Finchley Central Area Guide
Description:
Finchley is located in Northwest London, in the Borough of Barnet on high ground, 6.8 mi north of Charing Cross.
Finchley residents enjoy a calm and soothing environment made up of quiet leafy streets lined and picturesque period homes. Its well positioned location allows access to several beautiful woodlands, a far cry from the landscaped parks of central London. Finchley is the perfect location for those who commute by car, as several major roads pass through the area, linking to the M1 and North Circular Road. Even those who don’t drive are rarely short of transport options, as the area is served by the Northern Line and is the nexus of many bus routes.
Finchley has attracted artistic and intellectual luminaries for centuries, with such diverse talents as Charles Darwin and Spike Milligan writing some of their greatest works from secluded homes in Finchley. It is as popular as ever with the people working in the arts, but Finchley residents are an increasingly mixed bunch, varying from families who are looking to join a stable community to young singles and professional couples who come both to rent and buy. The area also attracts older couples who have sold their family homes and downscaled to the area's luxury flats. There is also a strong Jewish community with a number of synagogues and a cultural centre in the area.
Features:
Naked lady welcomes you to Finchley. Known affectionately by locals as Dirty Gertie or the Wicked Lady, the 16ft bronze statue, with a sword held aloft, stands at Henlys Corner where the A1, North Circular and Regent’s Park Roads meet.
Gertie’s real name is La Délivrance. Made by French sculptor Emile Guillaume to mark the Allied victory over Germany in the First Battle of the Marne in 1914, she was unveiled in Finchley in 1927, a gift to the council from the 1st Viscount Rothermere, of the Associated Newspapers dynasty.
Another distinctive landmark in this north London suburb celebrates the late comedian Spike Milligan. The much-loved Goon Show star, Finchley’s favourite celebrity, lived there 19 years and was president and later patron of The Finchley Society. His contribution is marked with a life-size bronze statue of him by John Somerville, sitting on a park bench in the public gardens at Avenue House in East End Road.

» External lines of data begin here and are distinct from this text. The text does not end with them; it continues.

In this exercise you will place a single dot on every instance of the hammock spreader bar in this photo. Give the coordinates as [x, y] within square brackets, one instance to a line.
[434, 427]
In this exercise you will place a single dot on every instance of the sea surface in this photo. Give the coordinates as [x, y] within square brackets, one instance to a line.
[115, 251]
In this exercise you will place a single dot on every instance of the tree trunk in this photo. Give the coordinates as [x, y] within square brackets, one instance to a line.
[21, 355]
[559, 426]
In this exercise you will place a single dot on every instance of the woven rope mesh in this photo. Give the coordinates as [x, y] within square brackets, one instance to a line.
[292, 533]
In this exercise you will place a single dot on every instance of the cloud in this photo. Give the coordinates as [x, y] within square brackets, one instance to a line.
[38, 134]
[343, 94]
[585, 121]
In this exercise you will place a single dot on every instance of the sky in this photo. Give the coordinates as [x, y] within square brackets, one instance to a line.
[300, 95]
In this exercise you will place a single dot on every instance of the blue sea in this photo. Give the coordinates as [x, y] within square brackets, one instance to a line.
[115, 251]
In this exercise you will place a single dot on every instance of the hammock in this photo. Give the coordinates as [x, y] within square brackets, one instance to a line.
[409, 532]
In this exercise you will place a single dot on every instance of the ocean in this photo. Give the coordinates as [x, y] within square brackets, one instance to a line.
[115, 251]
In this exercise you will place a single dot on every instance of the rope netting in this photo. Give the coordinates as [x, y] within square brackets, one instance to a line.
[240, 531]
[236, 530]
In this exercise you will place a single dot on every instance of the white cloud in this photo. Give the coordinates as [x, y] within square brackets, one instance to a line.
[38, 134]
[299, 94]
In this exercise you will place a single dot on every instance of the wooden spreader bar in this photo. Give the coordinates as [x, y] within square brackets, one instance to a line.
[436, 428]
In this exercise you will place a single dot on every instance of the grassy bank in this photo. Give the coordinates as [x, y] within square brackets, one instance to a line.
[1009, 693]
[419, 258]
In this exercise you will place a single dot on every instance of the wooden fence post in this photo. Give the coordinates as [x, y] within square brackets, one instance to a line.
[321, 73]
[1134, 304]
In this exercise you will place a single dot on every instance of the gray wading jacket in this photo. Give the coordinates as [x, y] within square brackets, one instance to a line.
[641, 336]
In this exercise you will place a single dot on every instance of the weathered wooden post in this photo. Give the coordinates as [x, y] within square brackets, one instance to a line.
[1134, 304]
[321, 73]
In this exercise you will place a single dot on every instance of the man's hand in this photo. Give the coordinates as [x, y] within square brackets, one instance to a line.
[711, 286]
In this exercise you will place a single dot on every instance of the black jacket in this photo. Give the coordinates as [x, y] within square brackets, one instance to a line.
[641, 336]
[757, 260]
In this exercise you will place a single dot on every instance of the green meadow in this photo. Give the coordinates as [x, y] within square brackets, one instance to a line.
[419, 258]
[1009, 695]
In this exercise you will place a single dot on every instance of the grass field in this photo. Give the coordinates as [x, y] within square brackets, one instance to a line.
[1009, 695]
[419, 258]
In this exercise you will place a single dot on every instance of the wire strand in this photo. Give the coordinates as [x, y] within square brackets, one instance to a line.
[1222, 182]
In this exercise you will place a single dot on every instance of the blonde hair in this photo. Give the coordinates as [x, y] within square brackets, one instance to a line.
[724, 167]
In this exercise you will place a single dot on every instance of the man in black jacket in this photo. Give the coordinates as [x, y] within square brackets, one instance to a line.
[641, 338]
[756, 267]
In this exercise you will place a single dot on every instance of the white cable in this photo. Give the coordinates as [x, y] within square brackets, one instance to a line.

Finchley spreads itself out along the length of Regent’s Park Road, Ballards Lane and the High Road, all the way from the North Circular in the south to Whetstone in the north. Friern Barnet lies to the east, Golders Green to the south and Mill Hill to the west, and it is eight miles from central London to Finchley’s busy Tally Ho Corner crossroads, where the Twenties mock Tudor Tally Ho pub is named after the coaching company that stabled its horses nearby in the 1830s.